Australia has the potential to export up to $90 billion worth of low-carbon hydrogen by 2050 up from just $50 billion in 2020, according to research firm Wood Mackenzie.
According to the report, this is due to the growing capacity of hydrogen projects and electrolyser development in the country. As of 2020, Australia had a growing hydrogen project pipeline of 2.94GW, making the country the second largest hydrogen market after the Netherlands.
Between 2020 and 2021, Australia expanded its green hydrogen capacity by 45% to 4.25GW. The trend is expected to continue owing to supporting regulation and the availability of funding, said Wood Mackenzie.
It is due to funding and regulatory frameworks that market growth has been experienced in solar energy, large-scale carbon capture and storage, and stationary battery storage flexibility as well.

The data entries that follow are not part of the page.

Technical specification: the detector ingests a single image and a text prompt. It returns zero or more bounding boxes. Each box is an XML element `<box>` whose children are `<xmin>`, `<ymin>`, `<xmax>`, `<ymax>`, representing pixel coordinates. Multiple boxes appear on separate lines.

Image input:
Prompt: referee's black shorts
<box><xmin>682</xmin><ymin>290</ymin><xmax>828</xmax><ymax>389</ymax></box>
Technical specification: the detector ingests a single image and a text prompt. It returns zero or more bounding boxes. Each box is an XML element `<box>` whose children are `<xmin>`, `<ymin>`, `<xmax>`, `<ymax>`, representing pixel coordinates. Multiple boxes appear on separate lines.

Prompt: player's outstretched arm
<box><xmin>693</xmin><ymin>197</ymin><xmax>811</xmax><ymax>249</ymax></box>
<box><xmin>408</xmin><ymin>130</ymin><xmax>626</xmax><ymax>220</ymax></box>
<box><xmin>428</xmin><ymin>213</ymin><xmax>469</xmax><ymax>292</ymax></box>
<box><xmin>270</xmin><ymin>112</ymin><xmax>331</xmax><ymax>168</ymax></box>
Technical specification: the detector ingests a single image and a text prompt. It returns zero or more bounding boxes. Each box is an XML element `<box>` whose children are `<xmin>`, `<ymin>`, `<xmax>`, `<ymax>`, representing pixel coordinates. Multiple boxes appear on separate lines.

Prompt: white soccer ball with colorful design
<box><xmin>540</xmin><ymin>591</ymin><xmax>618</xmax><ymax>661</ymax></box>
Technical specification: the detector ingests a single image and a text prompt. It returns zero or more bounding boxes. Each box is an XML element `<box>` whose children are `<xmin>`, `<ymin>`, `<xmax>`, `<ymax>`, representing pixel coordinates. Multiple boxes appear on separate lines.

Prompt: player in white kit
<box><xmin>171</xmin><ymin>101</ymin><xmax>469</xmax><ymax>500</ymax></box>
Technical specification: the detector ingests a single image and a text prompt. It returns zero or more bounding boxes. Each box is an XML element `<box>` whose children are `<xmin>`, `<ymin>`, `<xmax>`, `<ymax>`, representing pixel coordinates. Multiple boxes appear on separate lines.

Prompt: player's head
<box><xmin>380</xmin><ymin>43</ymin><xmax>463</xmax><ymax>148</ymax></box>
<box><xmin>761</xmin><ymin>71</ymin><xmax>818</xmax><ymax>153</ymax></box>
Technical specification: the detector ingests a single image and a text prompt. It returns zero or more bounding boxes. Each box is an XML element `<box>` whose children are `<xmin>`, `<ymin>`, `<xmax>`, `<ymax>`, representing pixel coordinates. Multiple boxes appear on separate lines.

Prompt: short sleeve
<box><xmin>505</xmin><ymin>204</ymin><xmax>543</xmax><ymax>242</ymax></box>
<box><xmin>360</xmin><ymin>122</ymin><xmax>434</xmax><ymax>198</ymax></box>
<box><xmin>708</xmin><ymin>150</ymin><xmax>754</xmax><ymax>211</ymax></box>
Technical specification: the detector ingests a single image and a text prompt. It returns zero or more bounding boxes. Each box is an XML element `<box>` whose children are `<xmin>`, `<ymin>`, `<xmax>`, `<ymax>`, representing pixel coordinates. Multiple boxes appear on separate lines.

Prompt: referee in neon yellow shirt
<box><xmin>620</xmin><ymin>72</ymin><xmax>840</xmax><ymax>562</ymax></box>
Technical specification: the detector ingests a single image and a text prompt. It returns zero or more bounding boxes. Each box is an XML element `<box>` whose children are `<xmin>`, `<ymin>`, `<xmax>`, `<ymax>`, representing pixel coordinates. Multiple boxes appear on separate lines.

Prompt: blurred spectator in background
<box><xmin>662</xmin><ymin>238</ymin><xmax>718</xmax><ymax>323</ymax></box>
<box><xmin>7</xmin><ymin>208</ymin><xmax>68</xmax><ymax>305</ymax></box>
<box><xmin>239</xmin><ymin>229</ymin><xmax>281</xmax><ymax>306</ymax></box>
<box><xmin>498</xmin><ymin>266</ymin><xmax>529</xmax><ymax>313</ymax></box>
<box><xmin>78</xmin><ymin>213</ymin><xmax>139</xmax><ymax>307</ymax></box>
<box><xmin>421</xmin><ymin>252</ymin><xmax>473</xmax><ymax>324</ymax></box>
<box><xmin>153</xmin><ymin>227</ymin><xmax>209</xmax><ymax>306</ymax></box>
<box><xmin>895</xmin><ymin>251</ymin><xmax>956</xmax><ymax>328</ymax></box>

Other factors that are expected to help Australia expand its green hydrogen market include continued cost reductions, automated manufacturing of electrolysers and an increase in system size, as well as a decline in renewable electricity costs.
Wood Mackenzie predicts that Australia’s hydrogen costs can fall below US$2/kg longer-term, making it competitive in all end-use cases in key markets of northeast Asia.

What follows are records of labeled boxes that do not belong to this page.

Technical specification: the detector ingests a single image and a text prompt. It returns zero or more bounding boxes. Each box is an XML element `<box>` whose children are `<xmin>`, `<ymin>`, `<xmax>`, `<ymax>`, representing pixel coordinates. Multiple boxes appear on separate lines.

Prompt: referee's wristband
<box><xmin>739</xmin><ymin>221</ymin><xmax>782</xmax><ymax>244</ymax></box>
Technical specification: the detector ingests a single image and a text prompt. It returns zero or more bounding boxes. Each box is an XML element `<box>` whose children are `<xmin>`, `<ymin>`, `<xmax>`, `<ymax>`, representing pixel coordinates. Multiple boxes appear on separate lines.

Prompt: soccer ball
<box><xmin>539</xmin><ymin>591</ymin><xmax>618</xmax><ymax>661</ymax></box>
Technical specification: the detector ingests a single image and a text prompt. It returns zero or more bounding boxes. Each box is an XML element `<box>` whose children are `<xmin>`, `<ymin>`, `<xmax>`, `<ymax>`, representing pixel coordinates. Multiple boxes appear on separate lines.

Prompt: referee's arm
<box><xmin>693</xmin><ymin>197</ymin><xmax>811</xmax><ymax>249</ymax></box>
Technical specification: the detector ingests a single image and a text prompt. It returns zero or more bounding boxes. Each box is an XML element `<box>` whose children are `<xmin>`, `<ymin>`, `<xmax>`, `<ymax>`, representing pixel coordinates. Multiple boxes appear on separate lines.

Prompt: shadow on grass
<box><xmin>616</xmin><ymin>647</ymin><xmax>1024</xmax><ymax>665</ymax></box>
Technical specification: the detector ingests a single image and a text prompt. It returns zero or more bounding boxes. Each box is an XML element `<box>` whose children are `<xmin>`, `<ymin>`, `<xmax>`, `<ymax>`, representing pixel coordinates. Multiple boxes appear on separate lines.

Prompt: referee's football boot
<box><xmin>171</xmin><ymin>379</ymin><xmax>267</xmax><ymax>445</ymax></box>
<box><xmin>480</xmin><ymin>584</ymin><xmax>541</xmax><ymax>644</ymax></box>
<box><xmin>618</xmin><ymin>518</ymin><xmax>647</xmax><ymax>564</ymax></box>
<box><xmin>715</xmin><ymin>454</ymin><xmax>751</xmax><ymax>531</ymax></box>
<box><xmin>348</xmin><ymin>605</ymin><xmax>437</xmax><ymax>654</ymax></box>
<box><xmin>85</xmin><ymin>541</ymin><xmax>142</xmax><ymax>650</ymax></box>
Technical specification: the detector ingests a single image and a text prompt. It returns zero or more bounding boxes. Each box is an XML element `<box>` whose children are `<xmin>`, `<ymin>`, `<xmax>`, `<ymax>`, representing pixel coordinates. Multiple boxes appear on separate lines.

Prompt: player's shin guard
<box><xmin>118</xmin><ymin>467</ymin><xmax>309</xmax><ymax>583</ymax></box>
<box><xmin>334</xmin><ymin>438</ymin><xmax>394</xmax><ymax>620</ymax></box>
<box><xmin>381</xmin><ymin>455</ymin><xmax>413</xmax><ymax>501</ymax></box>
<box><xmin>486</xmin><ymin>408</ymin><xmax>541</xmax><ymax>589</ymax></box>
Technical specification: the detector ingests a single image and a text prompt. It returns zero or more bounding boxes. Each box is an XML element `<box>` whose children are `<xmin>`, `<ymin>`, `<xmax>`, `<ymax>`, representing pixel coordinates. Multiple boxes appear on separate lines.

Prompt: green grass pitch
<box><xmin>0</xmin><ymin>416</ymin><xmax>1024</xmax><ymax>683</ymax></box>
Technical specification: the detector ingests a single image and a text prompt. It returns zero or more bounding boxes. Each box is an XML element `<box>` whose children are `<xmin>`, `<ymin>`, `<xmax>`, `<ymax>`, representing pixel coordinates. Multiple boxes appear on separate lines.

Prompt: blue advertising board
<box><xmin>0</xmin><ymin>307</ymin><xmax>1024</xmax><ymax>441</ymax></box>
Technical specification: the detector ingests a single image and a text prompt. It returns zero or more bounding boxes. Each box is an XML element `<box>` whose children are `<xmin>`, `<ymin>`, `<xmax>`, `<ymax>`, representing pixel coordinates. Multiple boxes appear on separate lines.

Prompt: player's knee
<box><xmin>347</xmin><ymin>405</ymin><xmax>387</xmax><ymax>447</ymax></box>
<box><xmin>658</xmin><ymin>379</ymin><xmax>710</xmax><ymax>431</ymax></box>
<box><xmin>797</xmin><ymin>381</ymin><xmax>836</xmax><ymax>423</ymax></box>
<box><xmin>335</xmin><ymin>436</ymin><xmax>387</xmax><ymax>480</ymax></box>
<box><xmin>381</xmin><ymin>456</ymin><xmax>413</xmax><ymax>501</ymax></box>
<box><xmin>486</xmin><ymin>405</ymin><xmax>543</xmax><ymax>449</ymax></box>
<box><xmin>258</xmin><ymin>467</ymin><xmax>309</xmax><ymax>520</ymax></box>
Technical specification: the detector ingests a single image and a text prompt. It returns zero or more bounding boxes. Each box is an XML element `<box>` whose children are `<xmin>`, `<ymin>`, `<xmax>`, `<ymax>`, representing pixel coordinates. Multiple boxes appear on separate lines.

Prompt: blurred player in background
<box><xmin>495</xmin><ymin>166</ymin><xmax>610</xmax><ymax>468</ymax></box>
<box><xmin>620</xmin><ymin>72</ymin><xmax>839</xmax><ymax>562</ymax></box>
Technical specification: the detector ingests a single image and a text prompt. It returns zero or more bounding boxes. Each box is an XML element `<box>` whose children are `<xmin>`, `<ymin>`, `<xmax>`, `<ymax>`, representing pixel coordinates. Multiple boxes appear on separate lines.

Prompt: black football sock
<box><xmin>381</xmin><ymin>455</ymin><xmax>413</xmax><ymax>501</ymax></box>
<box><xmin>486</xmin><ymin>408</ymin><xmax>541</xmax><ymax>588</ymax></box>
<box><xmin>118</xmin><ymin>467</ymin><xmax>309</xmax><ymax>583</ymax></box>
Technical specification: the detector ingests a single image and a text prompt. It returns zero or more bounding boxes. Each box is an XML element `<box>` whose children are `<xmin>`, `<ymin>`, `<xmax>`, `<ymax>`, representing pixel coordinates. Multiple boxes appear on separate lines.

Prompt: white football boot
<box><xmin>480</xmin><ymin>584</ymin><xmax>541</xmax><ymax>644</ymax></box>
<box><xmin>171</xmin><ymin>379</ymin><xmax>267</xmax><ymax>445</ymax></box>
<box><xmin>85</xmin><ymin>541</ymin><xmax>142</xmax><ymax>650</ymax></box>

By 2050, Australia is expected to export between 25-45 million tonnes of green hydrogen, finds the report.
Prakash Sharma, Wood Mackenzie Head of Markets and Transitions, said: “Australia’s key export markets – Japan, South Korea, China, India and Europe – are large carbon emitters and net importers of natural resources.
Their import needs have steadily increased in the past two decades and now average at more than 70% of their total energy demand. As these countries raise climate ambitions, they will need to source clean energy to decarbonise steel, chemicals, cement, heavy-duty mobility, shipping and power generation.

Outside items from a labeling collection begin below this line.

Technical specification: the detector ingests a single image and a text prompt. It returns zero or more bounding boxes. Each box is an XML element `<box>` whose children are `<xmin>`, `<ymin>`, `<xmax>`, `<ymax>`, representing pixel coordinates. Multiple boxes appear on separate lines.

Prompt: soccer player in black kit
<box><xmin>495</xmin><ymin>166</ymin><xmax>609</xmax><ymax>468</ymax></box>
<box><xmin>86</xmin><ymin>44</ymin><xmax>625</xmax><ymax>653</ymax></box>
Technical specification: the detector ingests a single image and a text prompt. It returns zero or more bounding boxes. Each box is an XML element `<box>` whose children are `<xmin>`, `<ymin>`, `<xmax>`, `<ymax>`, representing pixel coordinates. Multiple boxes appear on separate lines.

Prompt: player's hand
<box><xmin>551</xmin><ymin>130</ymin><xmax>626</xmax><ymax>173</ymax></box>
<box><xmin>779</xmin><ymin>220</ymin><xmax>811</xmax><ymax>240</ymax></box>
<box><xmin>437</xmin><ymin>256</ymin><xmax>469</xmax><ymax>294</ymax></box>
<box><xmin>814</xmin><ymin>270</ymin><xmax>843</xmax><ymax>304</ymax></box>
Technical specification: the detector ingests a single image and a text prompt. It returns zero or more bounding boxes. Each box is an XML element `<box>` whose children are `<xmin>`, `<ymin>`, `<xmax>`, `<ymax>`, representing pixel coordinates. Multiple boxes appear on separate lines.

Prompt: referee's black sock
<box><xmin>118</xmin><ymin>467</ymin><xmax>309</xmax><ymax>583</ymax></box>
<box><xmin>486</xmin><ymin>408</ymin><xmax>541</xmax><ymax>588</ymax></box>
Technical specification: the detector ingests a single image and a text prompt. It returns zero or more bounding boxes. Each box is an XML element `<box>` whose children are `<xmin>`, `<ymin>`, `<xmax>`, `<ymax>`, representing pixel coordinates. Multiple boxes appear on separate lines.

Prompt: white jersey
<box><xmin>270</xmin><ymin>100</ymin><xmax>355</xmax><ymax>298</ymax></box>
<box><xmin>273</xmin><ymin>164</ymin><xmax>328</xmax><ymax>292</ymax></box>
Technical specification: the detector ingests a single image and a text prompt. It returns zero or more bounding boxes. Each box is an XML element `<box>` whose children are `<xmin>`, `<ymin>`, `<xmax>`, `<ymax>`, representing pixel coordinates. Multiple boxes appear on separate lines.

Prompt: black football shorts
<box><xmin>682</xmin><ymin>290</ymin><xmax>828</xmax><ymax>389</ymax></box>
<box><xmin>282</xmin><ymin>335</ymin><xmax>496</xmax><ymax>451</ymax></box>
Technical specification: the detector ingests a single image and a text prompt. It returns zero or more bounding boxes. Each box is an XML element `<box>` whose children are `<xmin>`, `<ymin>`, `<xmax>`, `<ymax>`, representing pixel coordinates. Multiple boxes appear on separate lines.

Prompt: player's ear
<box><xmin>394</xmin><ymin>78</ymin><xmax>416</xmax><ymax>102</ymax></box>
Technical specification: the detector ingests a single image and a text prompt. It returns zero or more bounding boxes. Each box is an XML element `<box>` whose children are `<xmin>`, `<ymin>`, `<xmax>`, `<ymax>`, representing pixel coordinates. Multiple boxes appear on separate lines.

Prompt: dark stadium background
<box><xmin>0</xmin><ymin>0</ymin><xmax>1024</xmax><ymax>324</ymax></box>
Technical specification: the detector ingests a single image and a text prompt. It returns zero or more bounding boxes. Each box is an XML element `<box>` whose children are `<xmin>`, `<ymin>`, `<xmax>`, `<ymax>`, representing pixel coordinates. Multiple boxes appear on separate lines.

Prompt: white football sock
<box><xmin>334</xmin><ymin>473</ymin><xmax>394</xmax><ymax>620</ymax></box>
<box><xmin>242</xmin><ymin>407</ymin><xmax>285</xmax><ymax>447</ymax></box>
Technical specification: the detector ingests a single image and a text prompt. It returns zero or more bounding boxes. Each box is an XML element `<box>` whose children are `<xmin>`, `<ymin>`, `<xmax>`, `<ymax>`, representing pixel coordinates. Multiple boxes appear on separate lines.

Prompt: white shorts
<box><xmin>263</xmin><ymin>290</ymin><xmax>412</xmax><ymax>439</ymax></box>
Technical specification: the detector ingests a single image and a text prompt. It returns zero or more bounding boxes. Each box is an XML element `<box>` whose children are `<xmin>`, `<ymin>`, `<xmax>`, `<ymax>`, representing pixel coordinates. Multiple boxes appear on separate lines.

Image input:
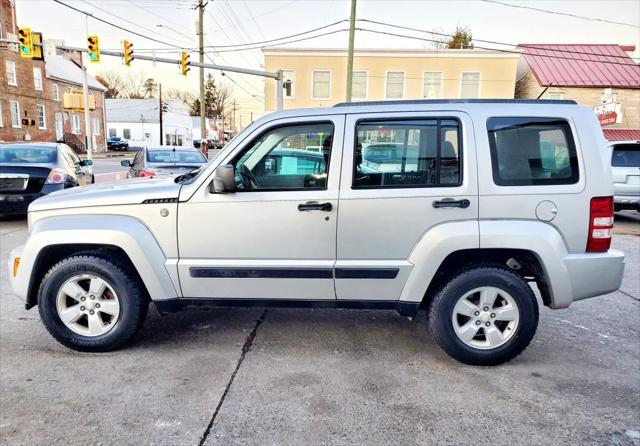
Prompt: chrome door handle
<box><xmin>433</xmin><ymin>198</ymin><xmax>471</xmax><ymax>209</ymax></box>
<box><xmin>298</xmin><ymin>201</ymin><xmax>333</xmax><ymax>212</ymax></box>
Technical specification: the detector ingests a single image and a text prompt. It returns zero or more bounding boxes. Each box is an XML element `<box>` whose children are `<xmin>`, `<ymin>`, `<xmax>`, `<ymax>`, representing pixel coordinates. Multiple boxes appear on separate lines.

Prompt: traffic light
<box><xmin>180</xmin><ymin>51</ymin><xmax>191</xmax><ymax>76</ymax></box>
<box><xmin>18</xmin><ymin>28</ymin><xmax>33</xmax><ymax>59</ymax></box>
<box><xmin>122</xmin><ymin>40</ymin><xmax>133</xmax><ymax>66</ymax></box>
<box><xmin>87</xmin><ymin>34</ymin><xmax>100</xmax><ymax>63</ymax></box>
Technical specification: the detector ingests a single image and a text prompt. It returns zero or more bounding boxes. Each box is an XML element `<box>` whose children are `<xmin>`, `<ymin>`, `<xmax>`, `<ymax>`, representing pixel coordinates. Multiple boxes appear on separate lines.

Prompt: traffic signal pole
<box><xmin>82</xmin><ymin>14</ymin><xmax>93</xmax><ymax>159</ymax></box>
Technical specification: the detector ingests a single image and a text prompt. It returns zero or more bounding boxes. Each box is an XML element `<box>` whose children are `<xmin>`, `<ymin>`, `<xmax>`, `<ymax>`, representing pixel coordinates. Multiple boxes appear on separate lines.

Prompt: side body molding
<box><xmin>14</xmin><ymin>215</ymin><xmax>179</xmax><ymax>300</ymax></box>
<box><xmin>400</xmin><ymin>220</ymin><xmax>480</xmax><ymax>302</ymax></box>
<box><xmin>480</xmin><ymin>220</ymin><xmax>574</xmax><ymax>308</ymax></box>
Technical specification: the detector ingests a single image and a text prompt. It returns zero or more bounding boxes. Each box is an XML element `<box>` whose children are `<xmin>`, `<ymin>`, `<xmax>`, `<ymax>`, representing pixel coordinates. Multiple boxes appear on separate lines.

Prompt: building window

“In a net-zero emissions world, a stable and reliable source of low-carbon hydrogen supply becomes essential because it is impossible to tell how a given molecule of hydrogen has been produced.
A guarantee of origin is therefore crucial to allow for minimal environmental impact, i.e., carbon leakage. Standards also help with risk assessment and transparent market pricing. Australia stands to benefit as rules of hydrogen shipping, transport, storage and product quality are set and accepted internationally.”
Transport challenges are likely to hinder the country’s ability to export green hydrogen. All three forms of seaborne transportation under consideration, liquid hydrogen (LH2), liquid organic hydrogen carriers (LOHC) and ammonia (NH3) have advantages and also challenges.
Despite the challenge of transportation, Sharma adds: “We estimate ammonia would be the first hydrogen-carrier in the export market facilitated by Australia from mid-2020s. Low-carbon hydrogen demand in Japan and Korea reaches 30 Mt in 2050 with ammonia taking one-third market share on this route.
“We believe Australia can overcome hydrogen’s logistical challenge like it successfully did in coal steam gas to LNG projects, automated trucks and remote-control mining operations and large-scale CCS deployments.
Leveraging experience from hydrogen pilot programmes and greater investment in research and development, consistent government support, partnerships and offtake agreements from Japanese and Korean firms would be crucial.”